Apprécier par beaucoup, le G3 demeure en service bien
après la fin des hostilités de la première guerre mondiale, vendu à de nombreux
clubs, ainsi qu'à des particuliers, il accomplira encore pendant dix ans de
fameux exploits :
- Jules VEDRINE se pose le 19 Janvier 1919 sur le toit des
"Galeries Lafayette".
- Adrienne BOLLAND traverse la Codillière des Andes:
de MENDOZA à SANTIAGO DU CHILI le 1er Avril 1921, en 3H15 à plus de 4000 mètres
d'altitude (le G3 plafonnait à 4200 mètres).
- Le Suisse François DURAFOUR,
atterrit en première mondiale au col de DOME près du Mont Blanc le 30 Juillet
1921.
Histoire
Quelques mois avant la Grande Guerre, les deux frères CAUDRON (encore une équipe fraternelle !) présentèrent un biplan aux ailes inégales d’envergure : le G-3. D’emblée, cette machine connut un succès rarement atteint dans les annales de l’aviation.
L’année, les grands pilotes ainsi que de nombreux sportifs furent unanimes à vanter ses qualités exceptionnelles. Pour les frères CAUDRON, c’était la consécration immédiate. Les circonstances aidant, les commandes militaires affluèrent à leurs ateliers.
Particulièrement maniable, d’une solidité extraordinaire, souple, permettant même les fautes de pilotage, le G-3 avait reçu un sobriquet qui lui resta : la " cage à poule " (sans doute parce que le pilote était enfermé derrière un treillis de mâts, semblable à celui des cages à volaille emportées au marché par les paysans).
Les excellentes caractéristiques du G-3 en firent un des meilleurs appareils d’observation et de reconnaissance ; et quand la guerre eut éclaté, il participa aux premières missions dévolues à l’aviation.
Quoique remplacée sur le front par les appareils plus puissants qui vinrent ensuite, la fameuse " cage à poule " continua sa carrière en servant jusqu’à l’Armistice (et même au-delà) à la formation de pilotes à l’arrière ; tâche qu’il partageait avec le Blériot " Pingouin ", utilisé surtout pour initier les débutants aux évolutions au sol et aux bonds de puce...
Ce fut donc, le plus souvent, à bord du G-3 que les as français et des légions d’aviateurs anonymes apprirent à piloter : aussi les rescapés de la grande tourmente lui gardèrent-ils toujours une véritable affection...
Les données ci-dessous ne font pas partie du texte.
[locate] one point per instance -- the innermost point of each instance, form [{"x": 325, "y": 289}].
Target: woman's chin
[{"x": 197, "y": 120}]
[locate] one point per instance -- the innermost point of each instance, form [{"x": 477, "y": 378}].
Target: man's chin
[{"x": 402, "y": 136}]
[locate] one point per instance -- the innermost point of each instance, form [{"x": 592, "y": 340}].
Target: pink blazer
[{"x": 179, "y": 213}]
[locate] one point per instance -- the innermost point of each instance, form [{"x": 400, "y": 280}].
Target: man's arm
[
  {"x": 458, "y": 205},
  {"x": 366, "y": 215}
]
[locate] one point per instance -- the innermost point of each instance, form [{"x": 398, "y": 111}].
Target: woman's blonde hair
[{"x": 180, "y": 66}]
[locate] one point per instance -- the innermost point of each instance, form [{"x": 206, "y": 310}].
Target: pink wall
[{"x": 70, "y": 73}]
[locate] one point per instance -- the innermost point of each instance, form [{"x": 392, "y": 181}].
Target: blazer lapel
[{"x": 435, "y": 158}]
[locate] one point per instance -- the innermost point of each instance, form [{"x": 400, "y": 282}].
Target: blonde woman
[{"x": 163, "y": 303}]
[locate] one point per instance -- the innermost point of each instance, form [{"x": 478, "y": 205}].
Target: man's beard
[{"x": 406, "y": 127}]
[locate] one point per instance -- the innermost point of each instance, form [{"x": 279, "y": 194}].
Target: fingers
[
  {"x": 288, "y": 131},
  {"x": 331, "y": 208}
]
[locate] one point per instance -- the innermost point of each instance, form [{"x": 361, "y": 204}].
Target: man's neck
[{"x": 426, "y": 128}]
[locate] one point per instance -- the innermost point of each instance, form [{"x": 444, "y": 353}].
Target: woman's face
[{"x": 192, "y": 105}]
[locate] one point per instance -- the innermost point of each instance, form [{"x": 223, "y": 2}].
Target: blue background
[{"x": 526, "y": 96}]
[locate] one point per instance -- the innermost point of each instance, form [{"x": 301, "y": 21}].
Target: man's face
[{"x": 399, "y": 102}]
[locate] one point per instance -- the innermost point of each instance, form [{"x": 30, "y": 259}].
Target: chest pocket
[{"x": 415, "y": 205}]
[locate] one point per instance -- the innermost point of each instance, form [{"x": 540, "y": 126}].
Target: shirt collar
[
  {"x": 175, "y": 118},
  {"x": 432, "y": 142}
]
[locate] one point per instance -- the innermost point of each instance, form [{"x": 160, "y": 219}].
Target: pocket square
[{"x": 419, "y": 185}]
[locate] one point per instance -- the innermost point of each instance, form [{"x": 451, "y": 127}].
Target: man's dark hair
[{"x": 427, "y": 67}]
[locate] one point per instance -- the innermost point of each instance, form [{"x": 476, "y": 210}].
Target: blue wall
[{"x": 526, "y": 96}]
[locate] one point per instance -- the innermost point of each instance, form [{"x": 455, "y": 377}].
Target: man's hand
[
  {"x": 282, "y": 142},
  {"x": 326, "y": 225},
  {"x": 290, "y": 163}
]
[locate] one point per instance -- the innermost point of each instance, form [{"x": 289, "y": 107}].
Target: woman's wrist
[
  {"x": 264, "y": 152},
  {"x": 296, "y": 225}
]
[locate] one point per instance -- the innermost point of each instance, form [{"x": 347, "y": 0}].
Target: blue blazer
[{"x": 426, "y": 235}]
Le modèle initial des Caudron était doté d’une structure qui, par surbaissement, servait en même temps de train d’atterrissage et de béquille.
Par la suite, les G-3 furent spécialement aménagés pour l’entraînement des jeunes pilotes.
Et ce devait être à bord d’un appareil du même type qu’en 1921, l’aviatrice française Adrienne Bolland réussit, seule, un exploit prestigieux : la traversée, en 3 heures 15 minutes, de la Cordillère des Andes dont les montagnes dressent, à 6.000 mètres, leurs sommets balayés par un vent de glace !.